Starting this week, communities along the Red River are returning to something they know too well: preparing for a rising tide.

The National Weather Service announced Thursday that a late-winter snow is creating a 50 percent chance of river levels rising as high as 38 feet in Fargo, N.D., and Moorhead, Minn., which would make it the fifth-highest crest on record – just shy of the 41 feet reached during the record flood of 2009. There's a 10 percent chance the river levels break that record, according to the forecast.

Officials in both cities have launched sandbagging and other preparatory measures to keep river waters from impacting homes and businesses. But the efforts highlight how both communities are better prepared than they were four years ago, when sandbagging was so intense that it required around-the-clock help from local high school and college students, who were released from schools to help.

This time, only 1.3 million sandbags are needed, which is less than half the 3 million used in 2009.

The improved outlook comes from both communities' efforts to remove most homes and other structures from low-lying areas and from investing millions to build levees and other protections.

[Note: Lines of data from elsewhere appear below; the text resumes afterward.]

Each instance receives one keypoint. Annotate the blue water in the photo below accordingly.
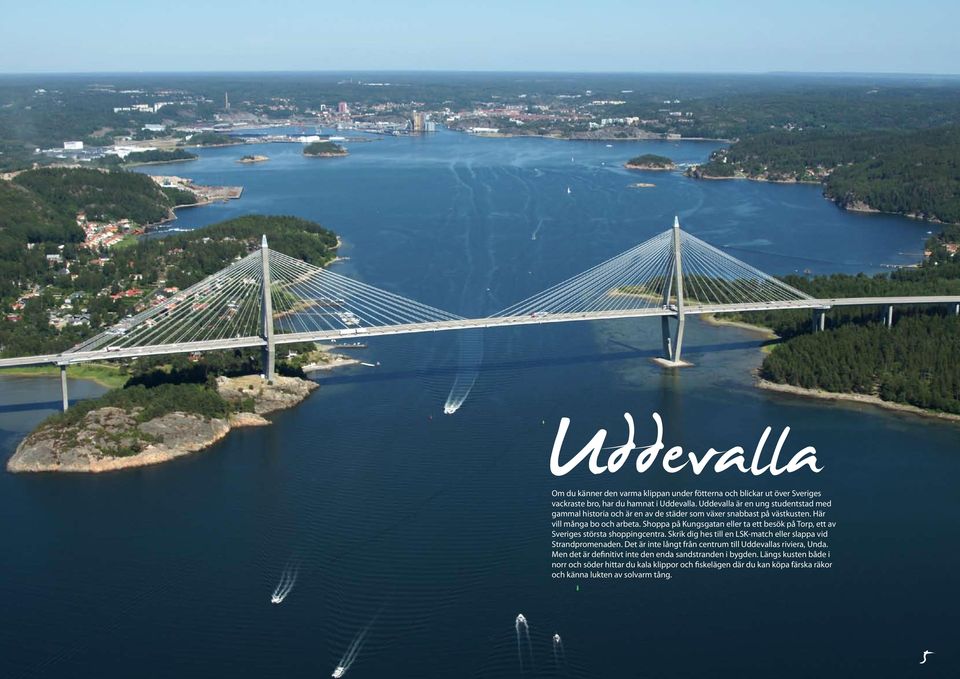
(434, 529)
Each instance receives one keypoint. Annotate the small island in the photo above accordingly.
(139, 426)
(163, 407)
(324, 149)
(650, 161)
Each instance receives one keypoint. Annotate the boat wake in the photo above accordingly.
(471, 356)
(559, 657)
(353, 650)
(287, 580)
(524, 647)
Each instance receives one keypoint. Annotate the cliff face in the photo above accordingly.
(112, 438)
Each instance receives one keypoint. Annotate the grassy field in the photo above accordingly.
(105, 374)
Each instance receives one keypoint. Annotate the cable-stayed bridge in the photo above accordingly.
(267, 299)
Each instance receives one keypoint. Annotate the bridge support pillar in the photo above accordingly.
(266, 305)
(63, 387)
(819, 320)
(673, 346)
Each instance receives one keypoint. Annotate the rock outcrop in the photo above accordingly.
(113, 438)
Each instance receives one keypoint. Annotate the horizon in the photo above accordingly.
(610, 36)
(504, 71)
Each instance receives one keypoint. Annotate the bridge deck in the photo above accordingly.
(68, 358)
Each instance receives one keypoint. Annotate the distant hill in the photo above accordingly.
(101, 195)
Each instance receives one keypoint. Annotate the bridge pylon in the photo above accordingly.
(673, 345)
(266, 319)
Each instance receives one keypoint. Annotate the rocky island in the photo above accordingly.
(650, 161)
(105, 434)
(324, 149)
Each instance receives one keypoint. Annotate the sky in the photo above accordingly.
(704, 36)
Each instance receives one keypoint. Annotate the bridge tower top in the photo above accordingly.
(266, 307)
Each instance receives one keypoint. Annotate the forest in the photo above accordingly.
(178, 260)
(149, 156)
(103, 196)
(916, 362)
(324, 148)
(912, 173)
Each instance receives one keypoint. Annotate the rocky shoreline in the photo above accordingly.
(854, 398)
(109, 438)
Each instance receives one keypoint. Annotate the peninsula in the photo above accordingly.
(139, 426)
(650, 161)
(324, 149)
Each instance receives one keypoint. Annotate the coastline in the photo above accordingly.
(105, 375)
(857, 206)
(714, 320)
(161, 162)
(651, 168)
(854, 398)
(79, 448)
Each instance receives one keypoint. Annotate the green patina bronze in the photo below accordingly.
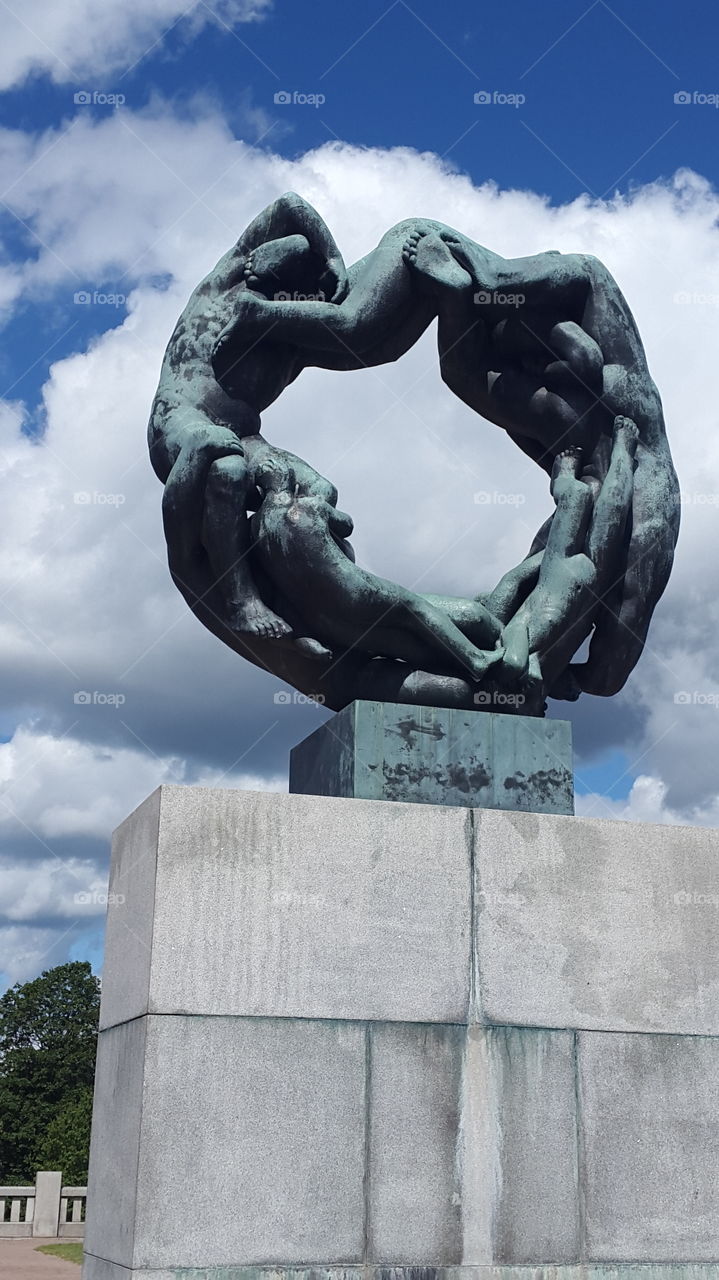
(545, 347)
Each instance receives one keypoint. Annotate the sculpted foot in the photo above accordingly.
(627, 433)
(431, 257)
(481, 663)
(271, 268)
(253, 618)
(567, 462)
(310, 648)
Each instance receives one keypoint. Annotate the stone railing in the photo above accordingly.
(46, 1210)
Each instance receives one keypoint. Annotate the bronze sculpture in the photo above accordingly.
(256, 543)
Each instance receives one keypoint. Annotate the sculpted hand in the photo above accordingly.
(334, 279)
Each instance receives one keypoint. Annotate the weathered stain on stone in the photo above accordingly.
(544, 784)
(410, 726)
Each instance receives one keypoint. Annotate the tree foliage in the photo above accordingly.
(47, 1042)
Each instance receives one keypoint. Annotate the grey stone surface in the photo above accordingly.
(294, 906)
(96, 1269)
(246, 1142)
(596, 924)
(650, 1146)
(438, 755)
(131, 910)
(114, 1148)
(518, 1147)
(415, 1208)
(252, 1143)
(46, 1211)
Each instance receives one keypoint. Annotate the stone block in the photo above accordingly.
(586, 923)
(438, 755)
(518, 1147)
(268, 904)
(415, 1208)
(247, 1138)
(649, 1109)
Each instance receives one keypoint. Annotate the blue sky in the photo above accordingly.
(136, 141)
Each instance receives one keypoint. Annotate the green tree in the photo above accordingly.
(47, 1042)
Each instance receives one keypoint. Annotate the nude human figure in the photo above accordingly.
(357, 611)
(584, 539)
(198, 420)
(554, 376)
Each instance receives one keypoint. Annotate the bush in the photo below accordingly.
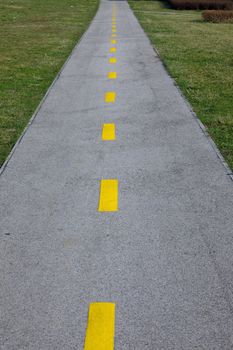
(218, 16)
(201, 4)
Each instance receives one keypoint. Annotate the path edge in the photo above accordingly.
(228, 170)
(204, 130)
(31, 120)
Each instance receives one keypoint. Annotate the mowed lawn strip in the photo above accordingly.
(198, 55)
(37, 37)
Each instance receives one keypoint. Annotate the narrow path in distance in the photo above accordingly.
(116, 213)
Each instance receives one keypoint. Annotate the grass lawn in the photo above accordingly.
(37, 37)
(199, 56)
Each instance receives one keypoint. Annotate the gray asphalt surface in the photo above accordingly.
(165, 258)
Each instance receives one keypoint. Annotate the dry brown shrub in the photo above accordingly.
(201, 4)
(217, 16)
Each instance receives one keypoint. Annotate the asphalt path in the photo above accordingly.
(162, 253)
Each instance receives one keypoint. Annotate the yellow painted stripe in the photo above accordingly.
(108, 195)
(100, 327)
(112, 75)
(112, 60)
(110, 97)
(108, 132)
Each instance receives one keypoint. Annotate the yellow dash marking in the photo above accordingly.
(110, 97)
(108, 195)
(100, 327)
(112, 60)
(108, 132)
(112, 75)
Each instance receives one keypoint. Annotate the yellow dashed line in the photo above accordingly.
(112, 75)
(110, 97)
(100, 327)
(108, 195)
(108, 132)
(112, 60)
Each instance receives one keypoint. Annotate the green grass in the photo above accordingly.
(37, 37)
(198, 55)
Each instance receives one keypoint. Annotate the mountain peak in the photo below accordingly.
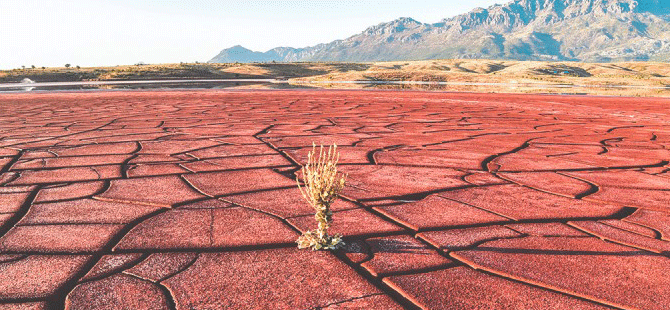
(579, 30)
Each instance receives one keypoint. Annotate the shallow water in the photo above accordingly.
(283, 84)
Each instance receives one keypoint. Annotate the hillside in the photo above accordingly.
(550, 30)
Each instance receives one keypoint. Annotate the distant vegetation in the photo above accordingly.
(644, 74)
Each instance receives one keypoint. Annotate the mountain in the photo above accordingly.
(567, 30)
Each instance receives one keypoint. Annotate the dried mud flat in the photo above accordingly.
(188, 200)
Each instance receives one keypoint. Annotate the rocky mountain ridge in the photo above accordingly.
(566, 30)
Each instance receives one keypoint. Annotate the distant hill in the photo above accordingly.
(566, 30)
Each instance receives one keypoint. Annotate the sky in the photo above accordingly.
(120, 32)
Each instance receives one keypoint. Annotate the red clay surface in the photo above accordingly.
(188, 200)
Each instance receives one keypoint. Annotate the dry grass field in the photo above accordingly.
(617, 79)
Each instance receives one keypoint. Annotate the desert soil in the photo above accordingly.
(188, 200)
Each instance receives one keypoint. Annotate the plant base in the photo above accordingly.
(312, 239)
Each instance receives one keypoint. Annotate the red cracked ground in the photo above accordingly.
(188, 200)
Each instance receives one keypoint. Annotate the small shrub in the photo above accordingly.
(323, 185)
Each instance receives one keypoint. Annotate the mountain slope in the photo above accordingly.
(578, 30)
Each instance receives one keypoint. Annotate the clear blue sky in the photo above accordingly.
(97, 32)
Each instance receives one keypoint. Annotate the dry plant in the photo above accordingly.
(322, 187)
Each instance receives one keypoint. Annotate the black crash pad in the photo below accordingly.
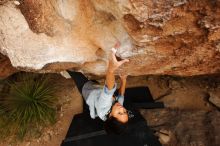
(85, 131)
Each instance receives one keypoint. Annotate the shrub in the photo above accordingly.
(29, 104)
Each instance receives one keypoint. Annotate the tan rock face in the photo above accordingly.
(177, 37)
(6, 69)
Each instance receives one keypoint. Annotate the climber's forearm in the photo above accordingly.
(122, 87)
(110, 79)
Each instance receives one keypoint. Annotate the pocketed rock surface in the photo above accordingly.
(174, 37)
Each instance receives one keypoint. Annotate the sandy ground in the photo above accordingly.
(177, 93)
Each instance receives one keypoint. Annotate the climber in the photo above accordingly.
(101, 100)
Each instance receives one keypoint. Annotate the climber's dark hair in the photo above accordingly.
(113, 126)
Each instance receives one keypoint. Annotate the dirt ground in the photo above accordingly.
(188, 95)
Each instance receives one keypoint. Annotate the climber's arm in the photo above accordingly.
(113, 65)
(123, 79)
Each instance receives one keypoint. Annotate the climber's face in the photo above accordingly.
(119, 112)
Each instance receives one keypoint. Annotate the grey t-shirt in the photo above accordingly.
(99, 99)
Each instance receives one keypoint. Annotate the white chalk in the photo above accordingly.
(114, 50)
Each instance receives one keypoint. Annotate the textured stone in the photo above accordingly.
(215, 98)
(176, 37)
(6, 68)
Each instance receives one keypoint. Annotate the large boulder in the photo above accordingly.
(176, 37)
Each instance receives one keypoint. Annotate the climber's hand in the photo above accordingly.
(113, 63)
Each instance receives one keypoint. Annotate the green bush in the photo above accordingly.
(28, 105)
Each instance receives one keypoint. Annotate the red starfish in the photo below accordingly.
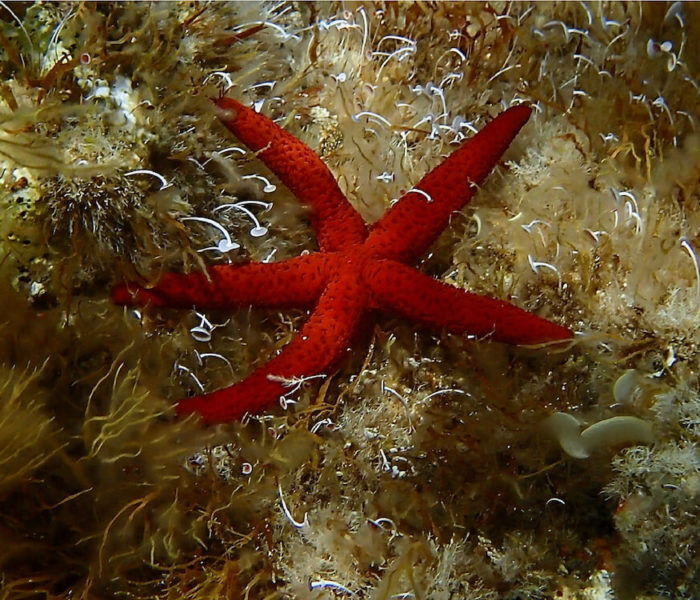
(356, 272)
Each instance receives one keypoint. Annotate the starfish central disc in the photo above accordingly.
(357, 272)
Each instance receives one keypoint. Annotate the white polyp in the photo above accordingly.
(423, 193)
(615, 431)
(224, 245)
(163, 181)
(287, 514)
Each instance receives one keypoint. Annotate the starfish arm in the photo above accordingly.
(336, 223)
(316, 349)
(408, 229)
(297, 282)
(417, 297)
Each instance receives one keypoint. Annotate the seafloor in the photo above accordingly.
(428, 466)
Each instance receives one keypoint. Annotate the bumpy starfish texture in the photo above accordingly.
(357, 272)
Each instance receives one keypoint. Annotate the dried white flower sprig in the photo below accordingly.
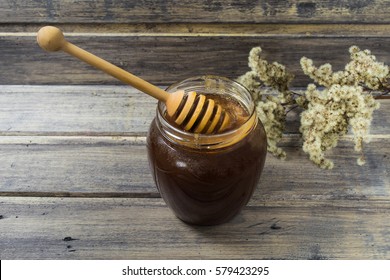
(345, 100)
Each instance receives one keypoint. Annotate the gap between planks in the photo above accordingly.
(207, 30)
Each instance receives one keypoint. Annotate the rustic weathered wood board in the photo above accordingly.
(116, 228)
(168, 58)
(74, 175)
(24, 11)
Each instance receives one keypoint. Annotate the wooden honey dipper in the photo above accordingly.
(191, 112)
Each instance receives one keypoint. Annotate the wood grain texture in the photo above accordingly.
(114, 228)
(74, 175)
(120, 169)
(164, 59)
(265, 11)
(101, 110)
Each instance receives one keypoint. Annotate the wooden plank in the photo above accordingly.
(99, 11)
(101, 111)
(75, 110)
(167, 59)
(95, 167)
(208, 29)
(38, 228)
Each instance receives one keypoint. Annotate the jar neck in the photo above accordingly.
(219, 85)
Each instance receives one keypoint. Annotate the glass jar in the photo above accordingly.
(207, 179)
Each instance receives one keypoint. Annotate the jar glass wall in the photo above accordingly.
(207, 179)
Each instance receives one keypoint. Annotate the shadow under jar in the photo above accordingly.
(206, 179)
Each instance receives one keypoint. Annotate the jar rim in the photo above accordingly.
(208, 141)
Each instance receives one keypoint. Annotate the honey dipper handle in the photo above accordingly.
(51, 38)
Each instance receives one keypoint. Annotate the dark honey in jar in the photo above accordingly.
(206, 179)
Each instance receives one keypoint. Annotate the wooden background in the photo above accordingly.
(72, 140)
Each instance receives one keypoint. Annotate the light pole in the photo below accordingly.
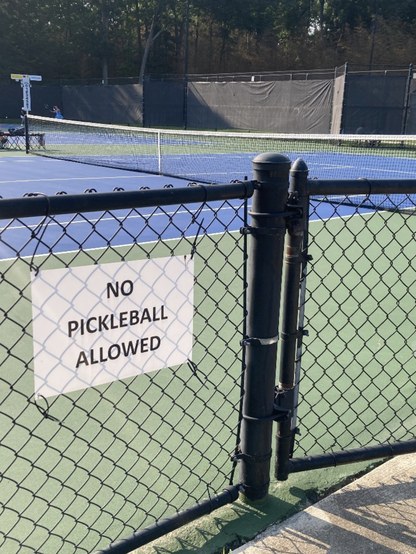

Moorhead has spent more than $88 million, leaving just seven homes vulnerable to a 38-foot crest. In 2009, 160 homes were affected.

The city says it plans to use 400,000 remaining filled sandbags from a 2011 flood. Moorhead City Manager Michael Redlinger said that should be sufficient. In 2009, the city used about 2.5 million sandbags as protection.

“It’s just a really different condition now as we look to the future. It's going to be a real good situation for us. It's good for the rest of the community: lights on for business, lights on for higher education and the K-12 system,” he said.

Fargo, which has spent $100 million since the 2009 flood, is more at risk because more properties remain in low-lying areas. The immediate need is for more than 1 million sandbags. The city reports it has 750,000 bags already filled and is recruiting volunteers to help fill an additional 500,000 bags. The city is also recommending that all residents obtain flood insurance this spring.

“I know it’s getting old. Extremely old for everybody,” Fargo Mayor Dennis Walaker told the Associated Press.

Mayor Walaker and others are urging Congress to help fund a $1.8 billion diversion channel around the area of both cities, saying such a project presents the greatest protection against what appears to be consistent flooding each spring.

The Fargo-Moorhead area has faced two more floods since 2009: the river crested at 36.99 feet in 2010 and 38.75 feet in 2011.

“The only solution to this process is very simple. A diversion has to go through,” Walaker said.

Downstream residents have protested the diversion, saying it will flood homes and farmland in rural areas.

The National Weather Service is uncertain when the river will rise. Below-normal temperatures will suspend any chance of flooding for weeks, but if temperatures get more moderate and trigger a fast melt, and spring rains are heavy, the river could arrive soon.

The National Weather Service says deep snow is holding about 6 inches of rain in the Red River Valley area, while some areas of northern Minnesota are holding the equivalent of 8 inches of water. If a brief refreeze followed warming temperatures, melting would proceed at a much slower rate, reducing flooding, the agency said, although it is too soon to predict which scenario is likely.